Less transparent than a papal election

The government's secret political manoeuvres to create an alternative to Leveson undermine any claims they might have had to upholding the "Leveson principles".

Less than two hours after the Leveson report was published – just over 24 hours after he gained first sight of it – the Prime Minister rejected the report's central recommendation. But, in his same Parliamentary statement, he committed to creating a new, independent system of press self-regulation that adhered to the Leveson principles.

Having rejected the first he is now failing on the second.

Central to Leveson's criticisms of previous self-regulatory systems was the way in which they were set up. Each time, Leveson said, the industry focused on its own needs and not those of the public. Each time the result was a system that served the industry well but failed the public. Any new system, Leveson makes clear, should be set up in consultation with, and with the direct involvement of, the public - including the victims of press abuse.

This did not happen with the plan submitted by the industry to the Leveson Inquiry – the so-called "Hunt/Black" plan. The judge said he found it remarkable that, even after all the revelations about phone hacking and press abuse, Lords Hunt and Black could develop a proposal without involving victims, civil society groups or working journalists.

Leveson writes:

I find it extraordinary that, given the acceptance by Lord Black and the newspaper industry that the current system of press regulation has lost public confidence, they did not regard public views on the matter as of sufficient interest or importance to make any effort to ascertain them. I find it more extraordinary that, having had its attention drawn to this point by the Inquiry, there is still no sign of the industry making any effort to understand public expectations in relation to press standards. This lack of interest in the views of the public may be symptomatic of the approach that the press has consistently taken towards regulation over many decades. It demonstrates the extent to which the press continue to prioritise their own interests, with consideration of the wider public interest only in as much as it applies to the importance of protecting the freedom of the press, and only then to the extent that they can appoint themselves the arbiter of it.

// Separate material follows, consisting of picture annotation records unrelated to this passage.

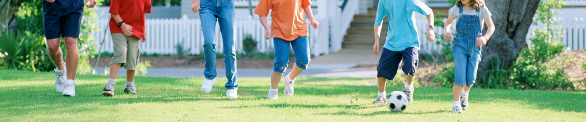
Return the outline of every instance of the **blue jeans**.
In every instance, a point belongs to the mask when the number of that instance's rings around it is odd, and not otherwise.
[[[307,70],[307,64],[309,63],[309,40],[307,36],[299,37],[292,41],[287,41],[281,38],[272,38],[275,46],[275,63],[272,71],[283,73],[287,69],[289,62],[289,45],[293,47],[295,52],[295,63],[297,67]]]
[[[199,16],[203,32],[203,55],[206,60],[206,69],[203,73],[207,79],[216,78],[216,22],[220,23],[224,43],[224,63],[226,63],[226,77],[228,82],[224,86],[227,89],[237,89],[236,83],[236,49],[234,46],[233,0],[202,0],[202,9]]]
[[[463,8],[459,9],[461,13]],[[458,33],[452,43],[454,85],[472,87],[476,82],[478,63],[482,57],[481,49],[476,45],[476,38],[482,36],[479,12],[477,9],[476,15],[461,15],[456,23]]]

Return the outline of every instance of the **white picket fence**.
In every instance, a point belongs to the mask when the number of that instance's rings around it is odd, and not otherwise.
[[[270,24],[271,20],[268,21]],[[105,38],[105,41],[102,47],[102,52],[113,52],[114,49],[111,35],[110,30],[104,35],[104,29],[108,25],[108,20],[100,19],[97,21],[100,28],[100,32],[94,32],[94,37],[98,40],[97,45],[101,42],[102,39]],[[308,22],[308,28],[309,28],[309,46],[312,54],[316,50],[316,31],[313,29]],[[148,39],[144,43],[141,43],[140,50],[141,53],[158,54],[176,54],[177,46],[179,45],[185,49],[190,55],[199,55],[203,50],[203,35],[202,32],[201,23],[199,19],[147,19],[145,22],[146,32],[148,33]],[[214,40],[216,41],[216,51],[223,52],[222,38],[220,33],[220,27],[216,24]],[[234,40],[236,50],[243,53],[243,40],[246,35],[250,35],[257,42],[257,51],[262,53],[268,53],[274,51],[272,39],[265,39],[264,38],[265,29],[258,20],[237,19],[234,22]],[[190,50],[189,50],[190,49]]]

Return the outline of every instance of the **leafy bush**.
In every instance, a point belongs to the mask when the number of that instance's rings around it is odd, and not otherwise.
[[[244,38],[244,40],[243,40],[242,43],[244,48],[244,52],[246,54],[251,54],[256,52],[257,42],[254,39],[253,39],[251,35],[246,35],[246,38]]]
[[[0,66],[3,68],[34,72],[52,68],[39,64],[48,60],[45,56],[44,39],[38,34],[21,32],[15,35],[12,31],[0,34],[0,53],[3,57]]]

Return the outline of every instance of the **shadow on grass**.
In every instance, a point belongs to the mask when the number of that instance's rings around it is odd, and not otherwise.
[[[437,110],[433,111],[425,111],[425,112],[395,112],[390,110],[385,111],[377,111],[370,113],[357,113],[353,111],[341,111],[332,113],[322,113],[322,114],[316,114],[317,115],[355,115],[355,116],[373,116],[378,115],[388,115],[388,114],[434,114],[434,113],[451,113],[452,111],[447,110]]]

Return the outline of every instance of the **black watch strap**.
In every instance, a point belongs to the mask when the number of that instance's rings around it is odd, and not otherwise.
[[[120,26],[122,26],[122,23],[124,23],[124,21],[121,21],[121,22],[118,22],[118,27],[120,27]]]

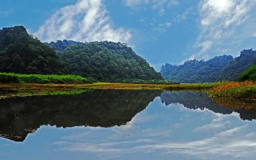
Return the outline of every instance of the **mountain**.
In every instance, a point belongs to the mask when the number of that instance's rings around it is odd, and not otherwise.
[[[178,66],[166,63],[162,66],[160,73],[166,80],[182,83],[212,82],[233,59],[232,56],[224,54],[206,61],[190,60]]]
[[[240,81],[256,81],[256,65],[252,65],[244,71],[239,77]]]
[[[256,51],[244,50],[240,56],[230,62],[225,67],[218,80],[237,81],[242,73],[252,65],[256,64]]]
[[[92,77],[104,82],[163,79],[160,73],[125,43],[64,40],[45,44],[57,51],[60,60],[68,64],[68,74]]]
[[[24,27],[0,30],[0,72],[60,74],[64,68],[55,51]]]
[[[67,41],[64,39],[63,41],[57,40],[56,42],[52,41],[49,43],[45,42],[44,44],[57,50],[61,51],[64,50],[70,46],[83,45],[84,43],[72,40]]]
[[[0,72],[72,74],[102,82],[163,80],[126,44],[66,40],[44,43],[22,26],[0,30]]]

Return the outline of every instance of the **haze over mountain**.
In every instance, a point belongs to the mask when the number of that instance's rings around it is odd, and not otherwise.
[[[237,80],[243,72],[255,64],[256,51],[252,49],[244,50],[239,56],[230,61],[224,68],[217,80]]]
[[[214,82],[233,59],[232,56],[224,54],[206,61],[190,60],[178,66],[166,63],[162,66],[160,73],[165,79],[182,83]]]

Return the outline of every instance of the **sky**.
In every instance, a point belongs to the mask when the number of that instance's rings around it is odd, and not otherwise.
[[[0,0],[0,28],[42,42],[125,43],[158,71],[256,45],[255,0]]]

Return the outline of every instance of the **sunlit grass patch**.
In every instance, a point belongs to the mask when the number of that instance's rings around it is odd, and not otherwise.
[[[233,82],[213,87],[208,91],[212,97],[230,99],[256,99],[256,83]]]
[[[25,75],[0,73],[0,83],[27,83],[39,84],[92,83],[87,79],[72,75]]]

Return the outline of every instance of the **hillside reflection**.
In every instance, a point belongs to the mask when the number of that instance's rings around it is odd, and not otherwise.
[[[215,99],[213,100],[202,92],[189,91],[164,91],[162,93],[160,97],[162,102],[166,105],[178,103],[189,109],[199,108],[203,110],[206,108],[215,113],[223,114],[231,114],[235,112],[239,113],[240,117],[243,120],[256,119],[255,102],[249,102],[246,103],[243,101],[244,105],[247,104],[250,106],[250,107],[247,108],[241,107],[240,104],[241,103],[237,103],[236,105],[230,101],[229,103],[221,103],[219,102],[217,103],[214,102]],[[237,102],[237,101],[235,102]]]
[[[0,99],[0,136],[23,141],[40,126],[110,127],[125,124],[159,90],[95,90],[74,95]]]
[[[254,107],[231,107],[225,106],[226,103],[215,103],[200,92],[89,90],[74,95],[0,99],[0,137],[23,141],[29,133],[48,125],[63,127],[108,127],[125,125],[159,96],[166,106],[178,103],[191,109],[207,108],[223,114],[234,111],[239,113],[242,119],[256,119],[256,110],[252,109]]]

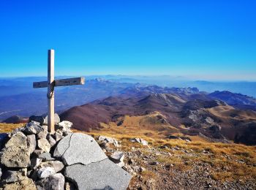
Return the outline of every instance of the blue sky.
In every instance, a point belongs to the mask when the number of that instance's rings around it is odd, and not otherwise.
[[[193,1],[193,2],[192,2]],[[256,80],[255,1],[1,1],[0,76]]]

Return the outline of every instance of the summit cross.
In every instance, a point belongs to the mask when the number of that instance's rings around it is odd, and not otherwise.
[[[54,87],[84,85],[84,77],[54,80],[54,50],[48,50],[48,81],[34,82],[33,88],[48,88],[48,124],[50,133],[54,132]]]

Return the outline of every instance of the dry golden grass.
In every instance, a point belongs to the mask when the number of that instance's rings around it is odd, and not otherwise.
[[[111,124],[111,123],[110,123]],[[0,132],[8,132],[12,129],[23,126],[21,124],[0,123]],[[149,142],[149,146],[158,148],[166,145],[170,148],[161,149],[161,151],[170,152],[171,156],[157,156],[158,162],[166,164],[173,164],[176,170],[187,170],[198,163],[206,163],[211,167],[211,172],[213,178],[217,180],[248,180],[256,179],[256,146],[246,146],[239,144],[223,144],[220,142],[207,142],[200,137],[193,137],[192,142],[189,142],[181,140],[162,139],[161,132],[150,130],[147,127],[129,127],[106,125],[99,131],[90,132],[72,129],[74,132],[83,132],[94,136],[104,135],[114,137],[121,141],[121,150],[129,151],[132,147],[140,148],[145,153],[147,148],[141,144],[134,143],[130,138],[143,138]],[[181,151],[172,151],[172,148],[180,148]],[[184,151],[189,153],[185,153]],[[206,151],[207,153],[203,153]],[[185,163],[185,164],[184,164]],[[143,165],[141,163],[141,165]],[[153,174],[150,171],[143,172],[148,178]],[[152,177],[152,176],[151,176]]]

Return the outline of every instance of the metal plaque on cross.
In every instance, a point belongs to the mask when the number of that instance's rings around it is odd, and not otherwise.
[[[84,77],[54,80],[54,50],[48,50],[48,81],[34,82],[33,88],[48,88],[48,123],[50,133],[54,132],[54,87],[84,83]]]

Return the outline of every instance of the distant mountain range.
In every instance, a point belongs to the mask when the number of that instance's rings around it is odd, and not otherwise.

As a result, the industry's plan, like so many others before it, was biased against the public, and against the victims of press abuse. "It is important to note," the judge writes on page 1622, "that the proposal put forward by Lord Black gives no rights of any sort to members of the public". This is why, he says, so many previous systems have failed and why the new one must be built differently. "I have said, many times," he continues, "that any new regulatory system must work for the public and for a system to work for the public it should have the rights and interests of the public at its heart." The proposal put forward by the industry "manifestly fails that test."

If there was ever a "Leveson principle", this is it. A new system of independent self-regulation cannot be credible if it is not developed with the public at its heart, and done in an open, transparent and accountable way.

Yet this is the opposite of what is happening. A new system is being developed, at great speed, by senior government ministers and officials, and by newspaper editors and senior executives, entirely behind closed doors. Senior government figures are, we are told, devising an alternative to Leveson based on "Royal Charter", a use of Royal prerogative created almost a millennium ago and used mainly in the medieval and early modern period.

A more opaque, Byzantine solution to the problem Leveson was seeking to address would be difficult to invent. A less democratic, open and transparent vehicle is hard to conceive.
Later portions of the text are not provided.